There are definitely grounds for apprehensiveness. Oddly enough, many of the reasons that the similarly structured WAR [Wins Above Replacement] works in baseball point to reasons why teachers should be skeptical of value-added models.
WAR works because baseball is standardized. All major league baseball players play on the same field, against the same competition with the same rules, and with a sizable sample (162 games). Meanwhile, public schools aren’t playing a codified game. They’re playing Calvinball—the only permanent rule seems to be that you can’t play it the same way twice. Within the same school some teachers have SmartBoards while others use blackboards; some have spacious classrooms, while others are in overcrowded closets; some buy their own supplies while others are given all they need. The differences across schools and districts are even larger.
The American Statistical Association released a brief report on value-added assessment that was devastating to its advocates. ASA set out some caveats on the usage on value-added measurement (VAM) which should give education reformers pause. Some quotes:
VAMs are complicated statistical models, and they require high levels of statistical expertise. Sound statistical practices need to be used when developing and interpreting them, especially when they are part of a high-stakes accountability system. These practices include evaluating model assumptions, checking how well the model fitsthe data, investigating sensitivity of estimates to aspects of the model, reporting measures of estimated precision such as confidence intervals or standard errors, and assessing the usefulness of the models for answering the desired questions about teacher effectiveness and how to improve the educational system.

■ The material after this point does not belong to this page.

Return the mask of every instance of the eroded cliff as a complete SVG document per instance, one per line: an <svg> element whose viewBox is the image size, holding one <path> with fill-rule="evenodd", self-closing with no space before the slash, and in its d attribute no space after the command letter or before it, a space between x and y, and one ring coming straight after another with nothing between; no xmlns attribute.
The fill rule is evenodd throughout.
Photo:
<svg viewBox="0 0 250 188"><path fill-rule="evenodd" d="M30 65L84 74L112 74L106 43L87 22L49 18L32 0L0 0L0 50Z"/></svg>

VAMs typically measure correlation, not causation: Effects – positive or negative – attributed to a teacher may actually be caused by other factors that are not captured in the model.
Under some conditions, VAM scores and rankings can change substantially when a different model or test is used, and a thorough analysis should be undertaken to evaluate the sensitivity of estimates to different models.
VAMs should be viewed within the context of quality improvement, which distinguishes aspects of quality that can be attributed to the system from those that can be attributed to individual teachers, teacher preparation programs, or schools. Most VAM studies find that teachers account for about 1% to 14% of the variability in test scores, and that the majority of opportunities for quality improvement are found in the system-level conditions. Ranking teachers by their VAM scores can have unintended consequences that reduce quality.